0
votes

I'm wondering if I should use a update query to update my row data or use maxversions and enable the versioning and just insert.

I do understand it may depend on what kind of data I need to store, but just wanted to know if there is a performance difference between querying (selecting) a data witch has versioning or non-versioning. Or has a performance difference between insert and update.

1
What do you mean by insert? Would you set an explicit version on every cell that write to Cloud Bigtable?Solomon Duskis
By putting a row in the table with out any versions. Just like the one here!kei
Putting a row without an explicit version means use "now()" as the time.Solomon Duskis

1 Answers

2
votes

Performance is impacted by the size of the row and the amount of data returned from the server.

Bigtable has to read an entire row for every request. That will be a limiting factor on reads. At some size (100s+ of MB), systemic performance will degrade any time the tablet with that row is loaded. When the row size reaches GBs, you'll have major problems.

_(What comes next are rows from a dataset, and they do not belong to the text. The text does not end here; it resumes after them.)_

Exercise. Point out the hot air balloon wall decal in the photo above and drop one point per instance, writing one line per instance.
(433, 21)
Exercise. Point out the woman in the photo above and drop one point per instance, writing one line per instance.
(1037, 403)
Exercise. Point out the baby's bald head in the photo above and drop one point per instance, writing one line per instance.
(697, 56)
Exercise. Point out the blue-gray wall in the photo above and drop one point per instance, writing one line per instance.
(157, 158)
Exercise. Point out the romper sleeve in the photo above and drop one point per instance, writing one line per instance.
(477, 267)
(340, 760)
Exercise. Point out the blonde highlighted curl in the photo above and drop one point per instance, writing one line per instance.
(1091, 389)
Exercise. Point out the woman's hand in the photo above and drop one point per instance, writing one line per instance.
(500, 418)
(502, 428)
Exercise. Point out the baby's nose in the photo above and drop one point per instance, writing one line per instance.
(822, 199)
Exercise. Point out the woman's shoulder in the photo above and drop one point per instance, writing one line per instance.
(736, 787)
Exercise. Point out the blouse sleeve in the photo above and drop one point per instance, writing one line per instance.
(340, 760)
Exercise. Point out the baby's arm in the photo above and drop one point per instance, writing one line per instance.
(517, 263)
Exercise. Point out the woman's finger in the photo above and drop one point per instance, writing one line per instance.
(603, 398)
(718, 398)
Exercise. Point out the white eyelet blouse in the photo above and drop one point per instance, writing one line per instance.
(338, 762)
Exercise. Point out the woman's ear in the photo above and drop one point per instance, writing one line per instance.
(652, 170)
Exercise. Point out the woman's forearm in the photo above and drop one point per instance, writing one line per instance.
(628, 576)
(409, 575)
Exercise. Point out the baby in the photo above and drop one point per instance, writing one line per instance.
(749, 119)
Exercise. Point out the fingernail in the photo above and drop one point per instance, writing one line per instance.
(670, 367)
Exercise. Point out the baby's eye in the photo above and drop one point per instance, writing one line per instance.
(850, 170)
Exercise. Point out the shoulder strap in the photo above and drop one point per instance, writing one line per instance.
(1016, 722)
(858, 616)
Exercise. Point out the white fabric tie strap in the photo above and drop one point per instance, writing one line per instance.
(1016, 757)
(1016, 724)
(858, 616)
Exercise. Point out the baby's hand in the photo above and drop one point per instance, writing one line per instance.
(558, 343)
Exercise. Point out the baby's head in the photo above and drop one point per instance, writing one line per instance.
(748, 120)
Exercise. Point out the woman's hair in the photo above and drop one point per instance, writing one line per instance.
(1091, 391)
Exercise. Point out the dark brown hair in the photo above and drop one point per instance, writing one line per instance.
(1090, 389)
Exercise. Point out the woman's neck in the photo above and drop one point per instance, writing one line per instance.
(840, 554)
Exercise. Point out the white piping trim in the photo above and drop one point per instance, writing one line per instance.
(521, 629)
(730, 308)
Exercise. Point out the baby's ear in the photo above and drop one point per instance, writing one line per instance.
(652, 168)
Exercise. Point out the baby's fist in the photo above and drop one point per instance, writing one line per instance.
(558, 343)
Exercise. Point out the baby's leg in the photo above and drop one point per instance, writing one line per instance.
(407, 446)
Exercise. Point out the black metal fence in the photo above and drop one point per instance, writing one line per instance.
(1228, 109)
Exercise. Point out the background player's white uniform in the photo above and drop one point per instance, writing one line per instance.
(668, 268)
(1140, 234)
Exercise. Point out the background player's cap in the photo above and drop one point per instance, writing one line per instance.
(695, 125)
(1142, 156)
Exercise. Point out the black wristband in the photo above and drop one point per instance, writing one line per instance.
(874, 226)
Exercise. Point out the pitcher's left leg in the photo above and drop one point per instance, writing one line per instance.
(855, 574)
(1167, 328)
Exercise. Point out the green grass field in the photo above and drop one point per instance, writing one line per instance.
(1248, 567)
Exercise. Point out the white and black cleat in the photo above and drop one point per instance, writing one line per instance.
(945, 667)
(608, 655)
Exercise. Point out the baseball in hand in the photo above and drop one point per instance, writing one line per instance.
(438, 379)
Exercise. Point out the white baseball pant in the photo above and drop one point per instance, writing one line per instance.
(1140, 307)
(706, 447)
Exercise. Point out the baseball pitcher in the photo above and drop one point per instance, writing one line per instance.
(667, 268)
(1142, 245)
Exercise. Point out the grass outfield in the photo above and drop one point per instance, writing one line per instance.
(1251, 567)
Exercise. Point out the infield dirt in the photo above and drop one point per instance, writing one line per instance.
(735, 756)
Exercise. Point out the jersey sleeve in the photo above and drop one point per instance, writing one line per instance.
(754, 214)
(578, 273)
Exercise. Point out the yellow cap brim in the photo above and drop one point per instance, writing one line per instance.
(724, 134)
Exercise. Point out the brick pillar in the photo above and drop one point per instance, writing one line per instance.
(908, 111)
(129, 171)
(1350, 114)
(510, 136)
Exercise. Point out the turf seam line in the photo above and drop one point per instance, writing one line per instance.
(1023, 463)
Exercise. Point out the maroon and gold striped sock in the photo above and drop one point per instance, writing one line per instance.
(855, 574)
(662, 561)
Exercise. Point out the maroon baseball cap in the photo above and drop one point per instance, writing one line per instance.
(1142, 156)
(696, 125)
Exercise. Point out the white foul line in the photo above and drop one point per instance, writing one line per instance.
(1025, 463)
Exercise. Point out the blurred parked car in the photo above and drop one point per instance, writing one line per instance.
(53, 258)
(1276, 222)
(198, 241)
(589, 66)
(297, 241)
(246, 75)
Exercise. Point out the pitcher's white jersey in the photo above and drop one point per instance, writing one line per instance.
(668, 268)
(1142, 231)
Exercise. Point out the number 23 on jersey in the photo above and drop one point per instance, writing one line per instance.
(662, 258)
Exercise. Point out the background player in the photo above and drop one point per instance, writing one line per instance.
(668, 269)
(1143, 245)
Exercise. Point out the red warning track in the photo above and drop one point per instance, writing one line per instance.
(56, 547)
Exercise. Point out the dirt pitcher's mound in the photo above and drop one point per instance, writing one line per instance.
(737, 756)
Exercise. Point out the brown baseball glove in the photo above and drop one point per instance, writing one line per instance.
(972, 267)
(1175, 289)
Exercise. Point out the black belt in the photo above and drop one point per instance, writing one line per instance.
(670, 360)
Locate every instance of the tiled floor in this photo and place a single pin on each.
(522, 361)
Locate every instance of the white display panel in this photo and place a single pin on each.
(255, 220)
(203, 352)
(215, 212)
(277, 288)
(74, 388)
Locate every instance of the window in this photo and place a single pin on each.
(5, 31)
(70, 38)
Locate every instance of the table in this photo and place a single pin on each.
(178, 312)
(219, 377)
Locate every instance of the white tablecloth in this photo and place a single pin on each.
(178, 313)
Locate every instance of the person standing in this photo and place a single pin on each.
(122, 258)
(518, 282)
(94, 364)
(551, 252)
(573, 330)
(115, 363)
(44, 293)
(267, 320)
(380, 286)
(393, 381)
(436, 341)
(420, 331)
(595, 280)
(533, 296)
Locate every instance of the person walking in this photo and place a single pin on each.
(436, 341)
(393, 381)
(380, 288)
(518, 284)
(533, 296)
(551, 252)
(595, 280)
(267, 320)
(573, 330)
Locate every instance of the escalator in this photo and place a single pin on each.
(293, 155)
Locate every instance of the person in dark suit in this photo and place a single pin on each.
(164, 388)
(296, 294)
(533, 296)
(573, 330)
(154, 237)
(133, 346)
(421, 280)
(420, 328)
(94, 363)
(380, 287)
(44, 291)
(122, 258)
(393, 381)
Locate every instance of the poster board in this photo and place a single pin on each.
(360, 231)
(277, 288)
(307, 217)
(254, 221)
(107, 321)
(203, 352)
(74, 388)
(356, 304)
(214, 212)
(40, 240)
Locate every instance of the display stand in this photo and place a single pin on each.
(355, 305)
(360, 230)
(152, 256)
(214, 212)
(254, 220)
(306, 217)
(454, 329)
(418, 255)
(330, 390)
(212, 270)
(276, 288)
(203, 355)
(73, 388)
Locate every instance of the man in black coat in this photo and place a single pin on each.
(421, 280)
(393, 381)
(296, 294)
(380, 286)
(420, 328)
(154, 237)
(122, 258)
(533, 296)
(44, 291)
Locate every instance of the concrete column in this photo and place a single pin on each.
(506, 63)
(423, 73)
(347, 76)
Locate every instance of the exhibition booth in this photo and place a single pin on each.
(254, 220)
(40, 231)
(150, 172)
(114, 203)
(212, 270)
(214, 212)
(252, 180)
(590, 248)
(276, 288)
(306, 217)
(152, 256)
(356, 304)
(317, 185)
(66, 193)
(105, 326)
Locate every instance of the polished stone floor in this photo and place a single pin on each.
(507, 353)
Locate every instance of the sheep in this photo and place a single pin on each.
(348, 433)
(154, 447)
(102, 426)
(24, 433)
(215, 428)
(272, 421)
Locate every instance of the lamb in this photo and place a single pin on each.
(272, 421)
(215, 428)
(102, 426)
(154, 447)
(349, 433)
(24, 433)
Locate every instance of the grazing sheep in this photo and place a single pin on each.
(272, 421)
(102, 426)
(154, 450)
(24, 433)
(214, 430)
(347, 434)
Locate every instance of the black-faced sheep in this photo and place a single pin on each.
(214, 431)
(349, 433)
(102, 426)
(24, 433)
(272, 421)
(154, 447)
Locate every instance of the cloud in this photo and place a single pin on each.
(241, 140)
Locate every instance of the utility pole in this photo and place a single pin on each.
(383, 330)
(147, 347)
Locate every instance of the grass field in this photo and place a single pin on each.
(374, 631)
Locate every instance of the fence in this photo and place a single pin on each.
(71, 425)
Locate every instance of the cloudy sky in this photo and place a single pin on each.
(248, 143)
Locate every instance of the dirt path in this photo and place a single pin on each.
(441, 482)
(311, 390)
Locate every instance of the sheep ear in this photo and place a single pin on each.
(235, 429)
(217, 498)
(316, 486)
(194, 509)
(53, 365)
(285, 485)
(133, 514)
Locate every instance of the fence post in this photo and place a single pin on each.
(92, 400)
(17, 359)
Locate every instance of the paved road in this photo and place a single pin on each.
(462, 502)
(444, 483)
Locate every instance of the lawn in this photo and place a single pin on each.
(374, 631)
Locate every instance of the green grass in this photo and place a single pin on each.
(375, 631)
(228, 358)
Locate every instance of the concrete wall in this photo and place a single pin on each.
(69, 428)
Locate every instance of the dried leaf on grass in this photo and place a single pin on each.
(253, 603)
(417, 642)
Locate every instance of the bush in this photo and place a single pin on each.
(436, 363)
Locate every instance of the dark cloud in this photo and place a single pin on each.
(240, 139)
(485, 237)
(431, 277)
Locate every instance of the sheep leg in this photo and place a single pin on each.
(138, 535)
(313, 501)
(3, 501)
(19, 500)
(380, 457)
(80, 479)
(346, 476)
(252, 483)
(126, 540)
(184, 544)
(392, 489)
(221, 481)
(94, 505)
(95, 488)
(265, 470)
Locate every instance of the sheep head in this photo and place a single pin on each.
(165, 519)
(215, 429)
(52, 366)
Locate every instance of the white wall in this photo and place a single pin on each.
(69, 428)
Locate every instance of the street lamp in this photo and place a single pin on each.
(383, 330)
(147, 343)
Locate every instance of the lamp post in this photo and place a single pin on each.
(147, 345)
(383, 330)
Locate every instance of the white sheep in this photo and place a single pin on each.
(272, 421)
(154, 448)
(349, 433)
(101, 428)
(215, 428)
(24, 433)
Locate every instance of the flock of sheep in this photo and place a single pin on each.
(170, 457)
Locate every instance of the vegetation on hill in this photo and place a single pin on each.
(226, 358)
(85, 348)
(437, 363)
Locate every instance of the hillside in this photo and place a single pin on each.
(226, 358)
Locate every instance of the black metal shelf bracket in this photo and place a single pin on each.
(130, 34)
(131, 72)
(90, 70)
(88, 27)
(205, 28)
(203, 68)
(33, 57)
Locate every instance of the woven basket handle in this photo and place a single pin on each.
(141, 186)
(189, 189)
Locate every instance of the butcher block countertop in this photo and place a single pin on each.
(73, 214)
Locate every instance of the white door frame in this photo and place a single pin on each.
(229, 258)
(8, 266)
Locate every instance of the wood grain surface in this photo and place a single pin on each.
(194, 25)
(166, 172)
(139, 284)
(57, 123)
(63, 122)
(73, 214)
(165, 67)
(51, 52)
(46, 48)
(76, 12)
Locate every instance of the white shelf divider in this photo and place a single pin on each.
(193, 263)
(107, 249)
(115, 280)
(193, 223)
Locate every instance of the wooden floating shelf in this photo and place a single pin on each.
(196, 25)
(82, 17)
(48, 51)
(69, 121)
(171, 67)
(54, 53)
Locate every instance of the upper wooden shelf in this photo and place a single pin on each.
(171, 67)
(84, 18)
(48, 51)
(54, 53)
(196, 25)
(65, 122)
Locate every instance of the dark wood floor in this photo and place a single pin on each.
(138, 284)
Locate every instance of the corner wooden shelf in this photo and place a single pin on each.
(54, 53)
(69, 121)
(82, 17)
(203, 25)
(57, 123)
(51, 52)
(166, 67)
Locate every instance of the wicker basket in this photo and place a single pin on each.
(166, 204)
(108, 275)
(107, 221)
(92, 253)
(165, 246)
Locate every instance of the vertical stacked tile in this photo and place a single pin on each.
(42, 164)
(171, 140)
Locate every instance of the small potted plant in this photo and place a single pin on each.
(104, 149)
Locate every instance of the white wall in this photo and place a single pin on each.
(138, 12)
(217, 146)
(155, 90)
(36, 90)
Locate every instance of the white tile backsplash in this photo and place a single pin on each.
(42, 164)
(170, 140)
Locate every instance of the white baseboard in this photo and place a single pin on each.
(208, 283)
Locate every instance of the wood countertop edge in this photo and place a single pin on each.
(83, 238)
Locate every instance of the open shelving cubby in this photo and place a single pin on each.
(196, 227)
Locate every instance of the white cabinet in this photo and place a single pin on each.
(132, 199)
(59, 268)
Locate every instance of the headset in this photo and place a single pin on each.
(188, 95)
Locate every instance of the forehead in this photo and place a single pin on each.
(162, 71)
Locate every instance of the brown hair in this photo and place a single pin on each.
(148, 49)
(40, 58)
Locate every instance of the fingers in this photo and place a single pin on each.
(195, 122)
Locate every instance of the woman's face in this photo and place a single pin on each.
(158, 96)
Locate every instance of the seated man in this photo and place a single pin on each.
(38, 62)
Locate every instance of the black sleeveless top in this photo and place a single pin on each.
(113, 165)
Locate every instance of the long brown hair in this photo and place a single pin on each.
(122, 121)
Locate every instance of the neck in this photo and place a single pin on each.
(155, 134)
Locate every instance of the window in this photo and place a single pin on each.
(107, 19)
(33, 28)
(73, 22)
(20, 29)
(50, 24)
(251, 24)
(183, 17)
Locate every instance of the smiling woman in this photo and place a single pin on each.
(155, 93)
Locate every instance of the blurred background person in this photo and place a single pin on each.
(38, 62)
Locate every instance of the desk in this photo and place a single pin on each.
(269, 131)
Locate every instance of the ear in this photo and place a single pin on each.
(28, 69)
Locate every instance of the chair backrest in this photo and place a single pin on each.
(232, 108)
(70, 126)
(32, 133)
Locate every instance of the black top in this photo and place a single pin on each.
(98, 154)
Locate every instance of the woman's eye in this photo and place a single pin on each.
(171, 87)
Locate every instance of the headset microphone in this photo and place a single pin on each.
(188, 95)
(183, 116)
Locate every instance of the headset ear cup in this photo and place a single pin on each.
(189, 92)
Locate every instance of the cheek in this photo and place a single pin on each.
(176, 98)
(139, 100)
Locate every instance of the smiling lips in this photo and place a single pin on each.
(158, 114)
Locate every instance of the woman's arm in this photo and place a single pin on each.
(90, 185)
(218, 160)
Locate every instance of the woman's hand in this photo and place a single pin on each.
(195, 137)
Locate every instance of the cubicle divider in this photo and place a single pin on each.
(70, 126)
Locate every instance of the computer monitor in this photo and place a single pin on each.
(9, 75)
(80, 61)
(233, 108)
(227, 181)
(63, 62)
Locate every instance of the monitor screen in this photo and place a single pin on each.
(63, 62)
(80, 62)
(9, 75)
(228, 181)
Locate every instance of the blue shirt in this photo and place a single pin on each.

At query time, performance is also impacted by how much data is returned from the server. You can still get decent performance lower range of "large rows" if you limit your Get or Scan to a small subset of the row. Limits like cells per row, and/or retrieving only a few qualifiers would help with the network costs.

In general, it's better to keep your rows smaller, if you can. That is generally done with a combination of "insert" and some sort of age/version restriction on the column family.